This LGBT+ History Month, we’re recommending Tove Jansson by Paul Gravett, a deep-dive on the illustration of the pioneering Finnish artist and writer. We talked to Paul about how Tove’s life and illustration met.
Tove Jansson’s woodland trolls the Moomins have become a global phenomenon since she published Småtrollen och den stora översvämningen (The Little Trolls and the Great Flood) in 1945. In his latest book, Paul Gravett traces their evolution from children’s novels to comic strip icons.
The book opens right at the beginning of Tove’s life as an illustrator, when aged seven she was making picture books and duplicating them on a hectograph for her classmates, with subjects ranging from Christmas Sausage to Death.
Tove learned to draw with her mother, Signe Hammarsten-Jansson (known as ‘Ham’), whose work included designing banknotes for the Bank of Finland and illustrating more than 300 books. In 1929 when Ham was caring for Tove’s ailing grandmother, Tove stepped in to complete her commissions. She illustrated the cover and a comic strip for children’s magazine Lunkentus, beginning her career as a published illustrator aged just 14. But that wasn’t her plan: “Tove wanted to be a great and successful painter, above all else” Paul explains. “Illustration was seen then, by her and by most, as a secondary art done for commerce not self-expression. She became a very good, talented painter, but not such a highly distinctive, unconventional or independent one. I feel her true nature, originality and individuality shine through more clearly in her other works, and of course in the Moomins. I’m not alone in being grateful that she pursued the quirky and benign cast of her fantasy world.”
As Paul reveals throughout the book, Tove did find self-expression in her illustration. “I think all her personal, authorial illustrations are more or less related to her life and feelings as she was working on them” he says, “and not only the barely disguised memoirs or self-portraits. She saw herself and her real and chosen families in the cast of her Moomin novels and strips.”
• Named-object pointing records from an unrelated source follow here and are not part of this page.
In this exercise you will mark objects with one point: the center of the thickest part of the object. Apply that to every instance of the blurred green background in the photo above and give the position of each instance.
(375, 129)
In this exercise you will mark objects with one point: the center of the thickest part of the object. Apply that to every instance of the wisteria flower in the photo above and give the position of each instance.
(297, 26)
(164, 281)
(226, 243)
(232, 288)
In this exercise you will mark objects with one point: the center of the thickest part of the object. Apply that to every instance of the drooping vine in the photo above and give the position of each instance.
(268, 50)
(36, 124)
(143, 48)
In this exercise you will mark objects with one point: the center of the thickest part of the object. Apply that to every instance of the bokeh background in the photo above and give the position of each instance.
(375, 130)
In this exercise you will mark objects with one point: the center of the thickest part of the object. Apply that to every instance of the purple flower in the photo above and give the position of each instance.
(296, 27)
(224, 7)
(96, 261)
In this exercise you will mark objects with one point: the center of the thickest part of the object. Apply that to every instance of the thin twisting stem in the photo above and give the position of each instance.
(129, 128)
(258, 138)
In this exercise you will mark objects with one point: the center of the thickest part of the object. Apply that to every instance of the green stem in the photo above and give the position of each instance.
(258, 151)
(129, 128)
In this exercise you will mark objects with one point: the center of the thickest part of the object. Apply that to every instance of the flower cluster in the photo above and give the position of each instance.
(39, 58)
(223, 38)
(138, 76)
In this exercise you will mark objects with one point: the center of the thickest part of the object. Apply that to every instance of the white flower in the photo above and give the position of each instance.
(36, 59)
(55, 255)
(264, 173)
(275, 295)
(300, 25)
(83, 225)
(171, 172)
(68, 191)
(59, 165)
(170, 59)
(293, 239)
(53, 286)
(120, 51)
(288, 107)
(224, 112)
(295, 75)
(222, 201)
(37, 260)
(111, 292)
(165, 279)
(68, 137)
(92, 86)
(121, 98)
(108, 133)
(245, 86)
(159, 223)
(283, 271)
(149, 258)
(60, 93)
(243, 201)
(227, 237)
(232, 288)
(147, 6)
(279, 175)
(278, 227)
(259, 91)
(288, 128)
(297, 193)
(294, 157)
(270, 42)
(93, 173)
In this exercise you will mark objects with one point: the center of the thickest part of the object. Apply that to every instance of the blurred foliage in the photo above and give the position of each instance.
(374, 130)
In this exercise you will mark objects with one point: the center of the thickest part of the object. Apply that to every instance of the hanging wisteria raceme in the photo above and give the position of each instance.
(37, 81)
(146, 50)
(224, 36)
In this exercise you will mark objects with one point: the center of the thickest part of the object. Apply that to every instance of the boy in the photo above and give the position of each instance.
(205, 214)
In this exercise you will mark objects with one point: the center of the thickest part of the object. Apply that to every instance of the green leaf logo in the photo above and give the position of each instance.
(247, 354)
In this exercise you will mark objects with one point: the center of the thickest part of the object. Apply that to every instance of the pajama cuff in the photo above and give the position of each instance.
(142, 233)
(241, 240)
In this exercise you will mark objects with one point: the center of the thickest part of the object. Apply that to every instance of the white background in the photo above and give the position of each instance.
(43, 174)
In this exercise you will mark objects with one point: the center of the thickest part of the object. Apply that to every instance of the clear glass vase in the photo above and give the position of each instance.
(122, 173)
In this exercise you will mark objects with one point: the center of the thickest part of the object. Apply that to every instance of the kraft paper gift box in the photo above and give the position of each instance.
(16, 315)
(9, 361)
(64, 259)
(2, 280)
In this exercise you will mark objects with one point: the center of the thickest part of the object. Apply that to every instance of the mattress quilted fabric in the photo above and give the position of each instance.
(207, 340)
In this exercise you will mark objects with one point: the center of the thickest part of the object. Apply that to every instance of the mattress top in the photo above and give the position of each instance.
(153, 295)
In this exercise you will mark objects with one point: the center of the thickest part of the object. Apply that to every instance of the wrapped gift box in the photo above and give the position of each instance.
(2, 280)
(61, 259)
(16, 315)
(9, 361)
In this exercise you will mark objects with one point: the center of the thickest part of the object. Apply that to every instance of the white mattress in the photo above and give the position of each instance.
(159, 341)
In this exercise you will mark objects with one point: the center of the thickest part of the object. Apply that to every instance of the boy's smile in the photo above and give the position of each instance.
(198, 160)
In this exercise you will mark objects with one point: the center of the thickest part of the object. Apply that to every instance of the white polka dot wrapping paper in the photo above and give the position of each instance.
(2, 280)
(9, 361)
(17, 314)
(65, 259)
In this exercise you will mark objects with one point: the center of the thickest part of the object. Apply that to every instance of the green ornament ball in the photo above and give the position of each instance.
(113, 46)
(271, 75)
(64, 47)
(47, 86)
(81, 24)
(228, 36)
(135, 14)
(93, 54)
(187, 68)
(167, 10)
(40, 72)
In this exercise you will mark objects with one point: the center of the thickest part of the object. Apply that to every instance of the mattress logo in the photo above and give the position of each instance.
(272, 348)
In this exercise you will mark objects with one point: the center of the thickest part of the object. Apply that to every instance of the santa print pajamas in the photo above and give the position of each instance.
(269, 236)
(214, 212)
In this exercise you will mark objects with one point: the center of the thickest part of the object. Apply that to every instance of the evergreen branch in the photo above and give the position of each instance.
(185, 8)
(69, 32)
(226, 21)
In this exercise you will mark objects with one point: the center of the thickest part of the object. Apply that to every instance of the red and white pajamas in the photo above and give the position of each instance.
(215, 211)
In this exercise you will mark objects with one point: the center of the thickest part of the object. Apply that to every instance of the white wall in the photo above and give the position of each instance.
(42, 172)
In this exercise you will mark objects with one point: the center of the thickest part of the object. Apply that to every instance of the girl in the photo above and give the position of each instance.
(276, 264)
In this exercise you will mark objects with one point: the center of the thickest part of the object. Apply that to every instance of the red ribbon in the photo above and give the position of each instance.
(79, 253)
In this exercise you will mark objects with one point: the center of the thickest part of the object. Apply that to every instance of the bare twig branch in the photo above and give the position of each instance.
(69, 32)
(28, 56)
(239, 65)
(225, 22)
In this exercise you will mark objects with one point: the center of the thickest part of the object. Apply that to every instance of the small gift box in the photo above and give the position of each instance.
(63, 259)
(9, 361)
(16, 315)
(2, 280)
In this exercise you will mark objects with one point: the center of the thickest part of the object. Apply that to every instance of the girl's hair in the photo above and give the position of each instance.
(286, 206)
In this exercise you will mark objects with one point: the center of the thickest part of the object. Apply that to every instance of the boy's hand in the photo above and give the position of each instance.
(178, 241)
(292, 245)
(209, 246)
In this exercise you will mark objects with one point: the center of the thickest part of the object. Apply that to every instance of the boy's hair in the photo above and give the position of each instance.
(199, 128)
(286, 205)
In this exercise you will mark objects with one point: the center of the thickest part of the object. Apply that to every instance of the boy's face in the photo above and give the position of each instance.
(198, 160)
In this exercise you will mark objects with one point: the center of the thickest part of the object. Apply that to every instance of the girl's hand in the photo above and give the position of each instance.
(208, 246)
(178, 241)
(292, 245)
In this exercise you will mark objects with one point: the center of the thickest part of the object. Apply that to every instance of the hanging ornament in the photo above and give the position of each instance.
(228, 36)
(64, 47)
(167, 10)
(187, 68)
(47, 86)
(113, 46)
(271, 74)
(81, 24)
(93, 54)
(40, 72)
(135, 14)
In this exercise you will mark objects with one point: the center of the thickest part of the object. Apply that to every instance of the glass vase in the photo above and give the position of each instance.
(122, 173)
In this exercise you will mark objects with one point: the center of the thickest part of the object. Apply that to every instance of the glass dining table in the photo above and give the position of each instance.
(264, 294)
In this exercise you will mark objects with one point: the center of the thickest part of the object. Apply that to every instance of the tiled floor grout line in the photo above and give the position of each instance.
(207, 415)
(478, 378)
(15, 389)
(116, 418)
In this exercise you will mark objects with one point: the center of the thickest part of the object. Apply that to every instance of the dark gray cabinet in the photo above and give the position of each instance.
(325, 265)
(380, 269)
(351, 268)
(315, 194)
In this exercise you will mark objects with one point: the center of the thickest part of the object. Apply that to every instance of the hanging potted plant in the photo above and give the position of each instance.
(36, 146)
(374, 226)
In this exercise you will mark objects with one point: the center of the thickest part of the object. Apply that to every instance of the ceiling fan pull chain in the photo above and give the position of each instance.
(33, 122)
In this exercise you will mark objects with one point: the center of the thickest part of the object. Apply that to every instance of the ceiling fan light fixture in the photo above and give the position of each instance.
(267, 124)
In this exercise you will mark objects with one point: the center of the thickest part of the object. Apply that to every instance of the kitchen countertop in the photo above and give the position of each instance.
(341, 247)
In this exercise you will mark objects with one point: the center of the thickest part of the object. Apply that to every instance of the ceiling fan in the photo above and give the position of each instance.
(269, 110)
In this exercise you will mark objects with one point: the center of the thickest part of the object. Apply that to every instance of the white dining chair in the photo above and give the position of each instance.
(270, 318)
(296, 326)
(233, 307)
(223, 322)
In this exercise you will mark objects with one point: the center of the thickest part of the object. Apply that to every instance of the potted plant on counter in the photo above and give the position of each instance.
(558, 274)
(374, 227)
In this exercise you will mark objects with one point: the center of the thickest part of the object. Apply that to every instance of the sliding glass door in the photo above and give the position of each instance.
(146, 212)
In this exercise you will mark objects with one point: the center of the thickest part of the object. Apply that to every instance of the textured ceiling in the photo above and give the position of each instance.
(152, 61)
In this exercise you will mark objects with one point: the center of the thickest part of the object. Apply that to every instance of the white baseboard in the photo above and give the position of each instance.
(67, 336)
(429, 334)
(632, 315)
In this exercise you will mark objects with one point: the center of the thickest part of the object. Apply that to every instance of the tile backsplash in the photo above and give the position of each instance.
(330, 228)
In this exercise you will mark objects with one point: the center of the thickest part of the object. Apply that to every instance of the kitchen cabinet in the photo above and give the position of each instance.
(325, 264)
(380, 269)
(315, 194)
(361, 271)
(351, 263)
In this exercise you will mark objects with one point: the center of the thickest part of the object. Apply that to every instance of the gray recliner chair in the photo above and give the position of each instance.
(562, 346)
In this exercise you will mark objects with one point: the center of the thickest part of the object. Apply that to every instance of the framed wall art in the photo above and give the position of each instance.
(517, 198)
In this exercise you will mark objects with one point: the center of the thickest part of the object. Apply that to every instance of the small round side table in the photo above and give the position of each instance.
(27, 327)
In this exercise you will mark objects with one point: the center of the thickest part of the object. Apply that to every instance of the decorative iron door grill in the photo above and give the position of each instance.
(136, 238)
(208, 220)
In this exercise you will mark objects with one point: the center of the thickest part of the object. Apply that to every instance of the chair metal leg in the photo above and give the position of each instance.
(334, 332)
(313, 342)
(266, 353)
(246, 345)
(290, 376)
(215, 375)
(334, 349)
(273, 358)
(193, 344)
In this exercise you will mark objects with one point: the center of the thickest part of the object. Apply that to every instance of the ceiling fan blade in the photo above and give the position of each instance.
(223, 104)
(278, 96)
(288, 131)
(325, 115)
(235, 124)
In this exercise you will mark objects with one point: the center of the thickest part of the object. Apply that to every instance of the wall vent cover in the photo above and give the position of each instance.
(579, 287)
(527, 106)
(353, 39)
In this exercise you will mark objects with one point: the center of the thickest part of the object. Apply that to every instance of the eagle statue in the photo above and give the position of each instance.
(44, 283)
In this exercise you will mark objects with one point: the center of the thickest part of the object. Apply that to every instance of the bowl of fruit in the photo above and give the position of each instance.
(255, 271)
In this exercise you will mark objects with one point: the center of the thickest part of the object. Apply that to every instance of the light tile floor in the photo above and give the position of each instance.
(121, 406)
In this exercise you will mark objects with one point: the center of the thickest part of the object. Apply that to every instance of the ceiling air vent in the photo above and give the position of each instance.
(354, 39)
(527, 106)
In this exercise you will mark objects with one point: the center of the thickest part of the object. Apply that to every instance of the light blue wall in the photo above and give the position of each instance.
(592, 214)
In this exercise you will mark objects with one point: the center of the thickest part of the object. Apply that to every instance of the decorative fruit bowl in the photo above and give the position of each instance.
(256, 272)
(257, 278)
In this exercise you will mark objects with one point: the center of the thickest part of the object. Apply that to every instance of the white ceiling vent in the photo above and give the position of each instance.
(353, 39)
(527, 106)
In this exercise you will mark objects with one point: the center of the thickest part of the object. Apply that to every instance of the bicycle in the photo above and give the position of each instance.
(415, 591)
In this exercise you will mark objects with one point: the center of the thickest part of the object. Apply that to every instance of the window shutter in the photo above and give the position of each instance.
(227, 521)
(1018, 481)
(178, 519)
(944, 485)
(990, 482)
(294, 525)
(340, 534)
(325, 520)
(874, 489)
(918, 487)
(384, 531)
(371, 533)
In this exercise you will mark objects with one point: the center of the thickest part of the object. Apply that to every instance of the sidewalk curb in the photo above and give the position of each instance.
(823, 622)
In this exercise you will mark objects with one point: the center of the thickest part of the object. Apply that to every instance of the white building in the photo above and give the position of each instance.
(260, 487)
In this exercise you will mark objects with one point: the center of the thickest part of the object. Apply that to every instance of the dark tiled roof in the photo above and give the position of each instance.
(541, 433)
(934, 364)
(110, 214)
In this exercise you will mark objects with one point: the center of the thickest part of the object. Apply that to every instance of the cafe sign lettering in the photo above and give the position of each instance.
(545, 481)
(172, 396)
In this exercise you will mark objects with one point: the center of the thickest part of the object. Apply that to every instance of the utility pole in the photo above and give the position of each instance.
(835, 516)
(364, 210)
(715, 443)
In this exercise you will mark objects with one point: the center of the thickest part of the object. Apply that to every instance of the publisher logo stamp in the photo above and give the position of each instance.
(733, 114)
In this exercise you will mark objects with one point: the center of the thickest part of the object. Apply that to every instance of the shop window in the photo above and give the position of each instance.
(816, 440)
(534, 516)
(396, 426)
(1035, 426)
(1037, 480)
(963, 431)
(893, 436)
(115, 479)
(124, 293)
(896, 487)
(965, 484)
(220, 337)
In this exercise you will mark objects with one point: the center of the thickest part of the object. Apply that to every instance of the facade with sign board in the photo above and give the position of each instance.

One striking self-portrait in the book is seen in Party in the City, a mural painted by Tove at Helsinki City Hall in 1947. In a lavish party scene, Tove is sitting alone in looking into the distance, while her lover Vivica Bandler dances with a man behind her. Paul explains that “homosexuality, male and female, was banned by law in Finland until 1971, but this didn’t stop Tove referring to it in disguise. For example, her two characters Tovslan and Vifslan [who appeared in comics and advertisements] with their closeness and secret language refer to Tove and Vivica. The couple lived their lives together so fully and creatively, they are an inspiration.”
Paul ends the book with Tove’s words (via Moomintroll) “how very different people are”. “This belongs to the tenets of ‘Moominism’” Paul says. “Her novels, both for all ages and for adults, her cartoons, comics and picture books, all express a multi-faceted philosophy that seems to speak to us even more now, given these times of war, pandemic and climate crisis. More than an acceptance, tolerance or indifference towards the otherness of others, her worldview was supportive and celebratory, encouraging empathy with and delight in others and living your life your way.”